Re: [MERGE] c++-refactor HttpHdrCc

From: Kinkie <gkinkie_at_gmail.com>
Date: Wed, 14 Sep 2011 20:30:48 +0200

On Tue, Sep 13, 2011 at 6:11 PM, Alex Rousskov
<rousskov_at_measurement-factory.com> wrote:
> On 09/12/2011 05:38 PM, Kinkie wrote:
>> Hi,
>>   the attached bundle refactors the HttpHdrCc into a c++ class,
>> attempting also to clean the code up. Main changes:
>> - 6 less global functions in protos.h
>> - 1 less struct in structs.h
>> - proper c++ construction/destruction semantics, standard MemPool integration
>
>> - name->id header parsing now done via std::map instead of iterating
>> over list: complexity should go from O(n) to O(log n) with STL-derived
>> libs.
>
> On the other hand, you now deallocate and allocate a new SquidString for
> every CC directive just to find that directive ID so the total cost may
> be not be lower. I think we can do much better, and even if we cannot or
> will not, I do not think we should commit the "optimization" part of
> this change until proper performance regression testing.

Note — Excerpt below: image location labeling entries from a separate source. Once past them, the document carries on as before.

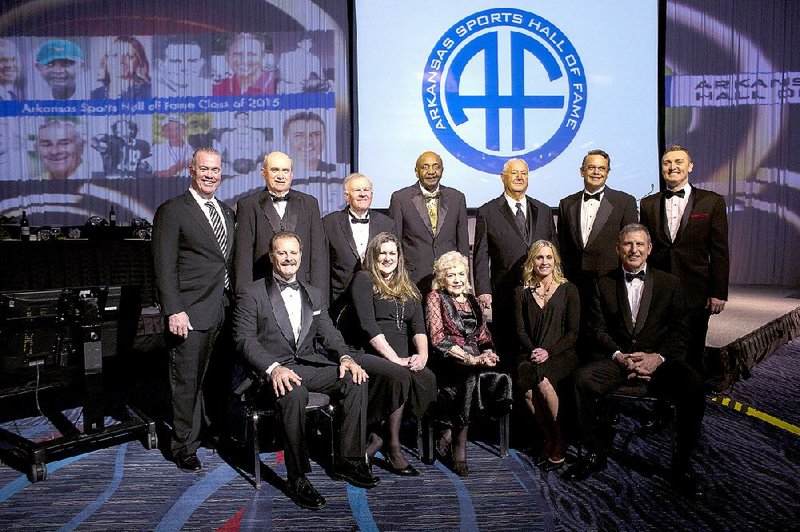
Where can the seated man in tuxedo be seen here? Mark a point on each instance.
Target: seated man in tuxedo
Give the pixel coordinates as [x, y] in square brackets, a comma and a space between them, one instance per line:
[637, 323]
[277, 323]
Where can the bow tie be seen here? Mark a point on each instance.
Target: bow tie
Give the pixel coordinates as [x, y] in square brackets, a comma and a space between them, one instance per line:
[283, 285]
[631, 276]
[596, 196]
[669, 193]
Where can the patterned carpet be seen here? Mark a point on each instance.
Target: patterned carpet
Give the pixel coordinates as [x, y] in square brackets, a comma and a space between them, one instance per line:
[751, 471]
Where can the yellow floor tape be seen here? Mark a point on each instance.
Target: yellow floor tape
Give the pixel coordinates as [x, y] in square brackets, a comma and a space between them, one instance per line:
[750, 411]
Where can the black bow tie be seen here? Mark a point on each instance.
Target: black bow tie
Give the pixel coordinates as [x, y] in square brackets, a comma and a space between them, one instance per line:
[283, 285]
[596, 196]
[669, 193]
[631, 276]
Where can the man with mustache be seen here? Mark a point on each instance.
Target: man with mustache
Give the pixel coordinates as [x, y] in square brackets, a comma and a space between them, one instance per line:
[689, 226]
[278, 323]
[192, 258]
[637, 328]
[280, 208]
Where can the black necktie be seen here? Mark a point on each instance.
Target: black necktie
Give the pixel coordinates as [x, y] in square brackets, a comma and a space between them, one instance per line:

Point taken. I've implemented a small helper class (basically a const
char*+length) to support the lookup in a very cheap way. I'd like to
get your feedback on it before trying to extend its use (it's
currently an in-cc-file definition).

> And if you want to mix optimization with cleanup, here is one place
> where you can save quite a few cycles for many messages by not ignoring
> the return value of getList():
>
>>      getList(HDR_CACHE_CONTROL, &s);
>>
>> -    cc = httpHdrCcParseCreate(&s);
>> +    cc=new HttpHdrCc();
>> +    if (!cc->parseInit(s)) {
>> +        delete cc;
>> +        cc = NULL;
>> +    }

Done.

>> +/** Http Cache-control header representation
>> + *
>> + * Store, parse and output the Cache-control HTTP header.
>
> In comments, please capitalize HTTP Cache-Control the way RFC 2616 does.

Done.

>> + * Store, parse and output the Cache-control HTTP header.
>
> I do not think your HttpHdrCc class deals with the output. On the other
> hand, please consider converting httpHdrCcPackInto() and
> httpHdrCcUpdateStats() as well.

I've so far chosen not to do it as it doesn't look strictly necessary
and it increases coupling.

>> -HttpHeaderFieldInfo *CcFieldsInfo = NULL;
>> +/// Map an header name to its type, to expedite parsing
>> +typedef std::map<String,http_hdr_cc_type> HdrCcNameToIdMap_t;
>> +static HdrCcNameToIdMap_t HdrCcNameToIdMap;
>
> HdrCcNameToIdMap should be constant so that we do not accidentally
> modify it. You can make it a pointer and use similar-to-current
> initialization code or try to initialize statically.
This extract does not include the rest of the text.